Some banks and insurers are still toying with the idea - through alliances, discussions, and deal rumors - of combining. However, the deal that would have been the news of the year on this front never materialized.

News reports this month said that FleetBoston Financial Corp. had been in talks this spring to combine with John Hancock Financial Services Inc. but that the talks had been broken off.

John Hancock's chief executive officer, David D'Alessandro, has been an outspoken proponent of consolidation, though he has long tagged his company as a buyer, not a seller.

A spokesman for Hancock said the company would not comment further on consolidation in the industry.

Other insurance companies have also expressed interest in buying, including Manulife Financial Corp. of Canada. It tried to buy Canada Life this year but lost out to a bid from Great-West Lifeco of Winnipeg, Canada. That abortive venture suggests, however, that Manulife may still be looking.

Another Toronto insurer, Sun Life Financial, has already done deals in the United States, buying Keyport Life Insurance Co. in October 2001. A company spokesman said it does not comment on M&A plans.

Another deal rumor linked American International Group Inc., the giant insurer, with Capital One, a credit card company. However, the industry is still waiting for the rush of Citigroup-scale deals that were predicted after Gramm-Leach-Bliley's enactment in 1999.

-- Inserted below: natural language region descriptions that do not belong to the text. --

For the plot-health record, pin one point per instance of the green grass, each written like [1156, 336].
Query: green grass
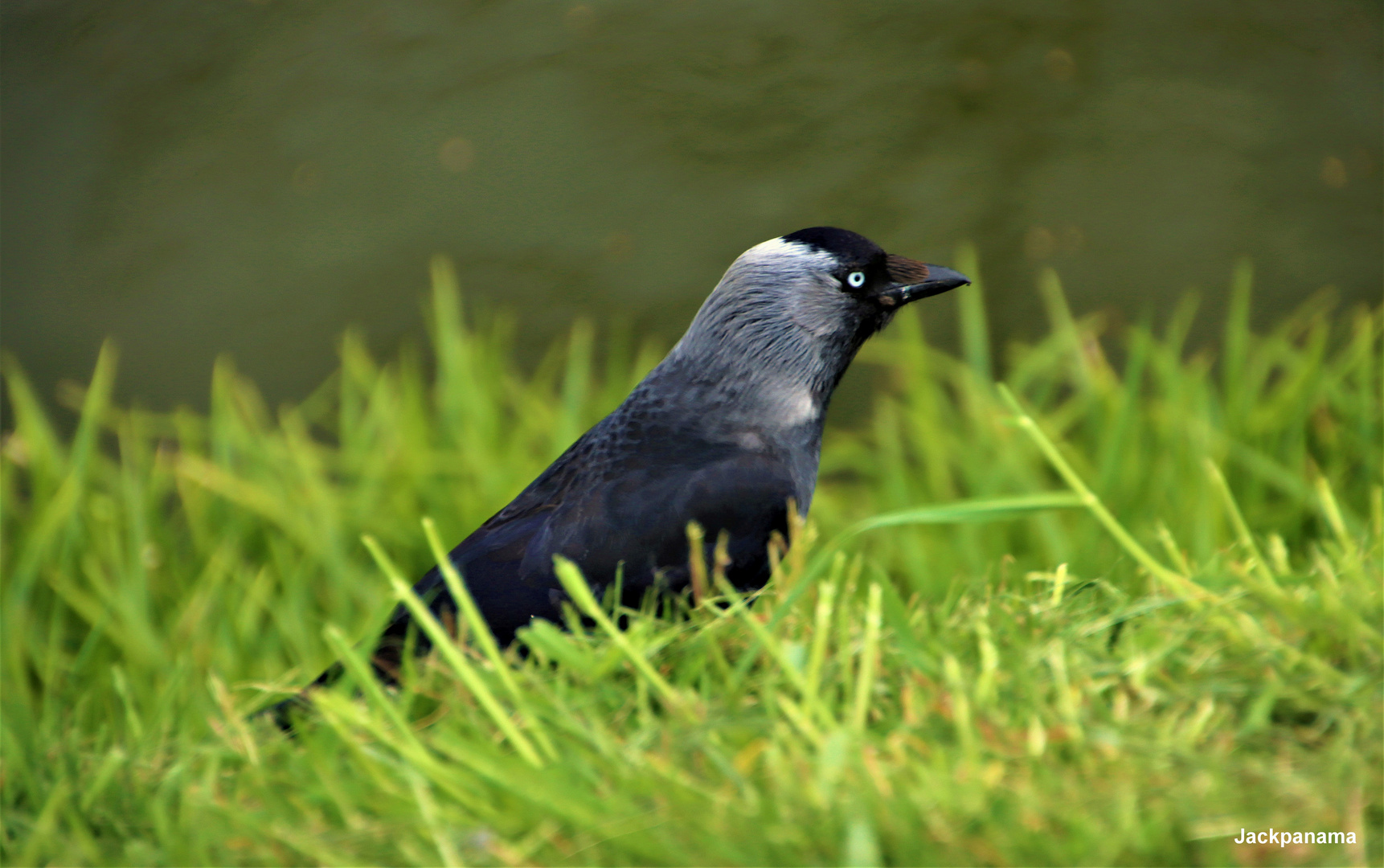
[1104, 615]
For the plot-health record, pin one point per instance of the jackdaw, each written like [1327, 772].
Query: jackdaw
[724, 432]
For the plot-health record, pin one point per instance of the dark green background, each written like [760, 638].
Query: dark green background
[203, 178]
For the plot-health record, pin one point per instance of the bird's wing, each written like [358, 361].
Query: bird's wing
[633, 519]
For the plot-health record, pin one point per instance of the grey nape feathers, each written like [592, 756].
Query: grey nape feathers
[724, 432]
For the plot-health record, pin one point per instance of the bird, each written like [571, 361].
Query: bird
[726, 432]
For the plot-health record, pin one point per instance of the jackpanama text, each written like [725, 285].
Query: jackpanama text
[1294, 837]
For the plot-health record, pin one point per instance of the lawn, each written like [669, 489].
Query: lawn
[1104, 612]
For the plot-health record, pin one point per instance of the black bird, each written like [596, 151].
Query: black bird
[724, 431]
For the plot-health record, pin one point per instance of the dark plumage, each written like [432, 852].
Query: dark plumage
[724, 432]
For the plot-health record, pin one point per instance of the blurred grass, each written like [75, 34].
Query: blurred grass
[1105, 615]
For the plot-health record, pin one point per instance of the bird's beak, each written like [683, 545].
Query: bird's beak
[916, 280]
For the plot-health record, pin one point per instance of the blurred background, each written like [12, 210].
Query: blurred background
[252, 178]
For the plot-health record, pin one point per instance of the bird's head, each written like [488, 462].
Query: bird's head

Mr. Nigh said the most successful bank-insurer mergers that do occur are likely to be among regional companies, which "have more nimbleness." Once the industry sees success at that level, then the larger players will follow suit, he predicted.

But U.S. banks and insurers remain skittish of each other, he said, in part because of their different cultures but also because "of the perception on the part of banks that their fundamental economics are superior to that of insurance companies."

This feeling reflects a misunderstanding of what constitutes value in an insurance company, Mr. Nigh said.

The Tillinghast survey of CFOs at top life insurance companies said 71% felt it was highly likely or possible that their company would buy a block of business in the next 12 months and that 49% said it was possible or likely their company would acquire another company.

More than 75% of respondents said they expect to expand their presence in North America and Asia. Respondents were mixed about expansion prospects in Europe and mostly negative about expanding in Latin America.

The CFOs listed numerous reasons that their companies would consider buying or selling a business. For purchases, the two top objectives were profitable growth, mentioned by 82%, and expanding and enhancing distribution, cited by 52%.

But the executives were also aware of the problems of completing a deal. These included the "disconnect" between sellers' and buyers' views of value, cited by 52%, as well as capital issues and cash constraints, mentioned by 46%.

This year's was the first Tillinghast survey of CFOs on the M&A environment.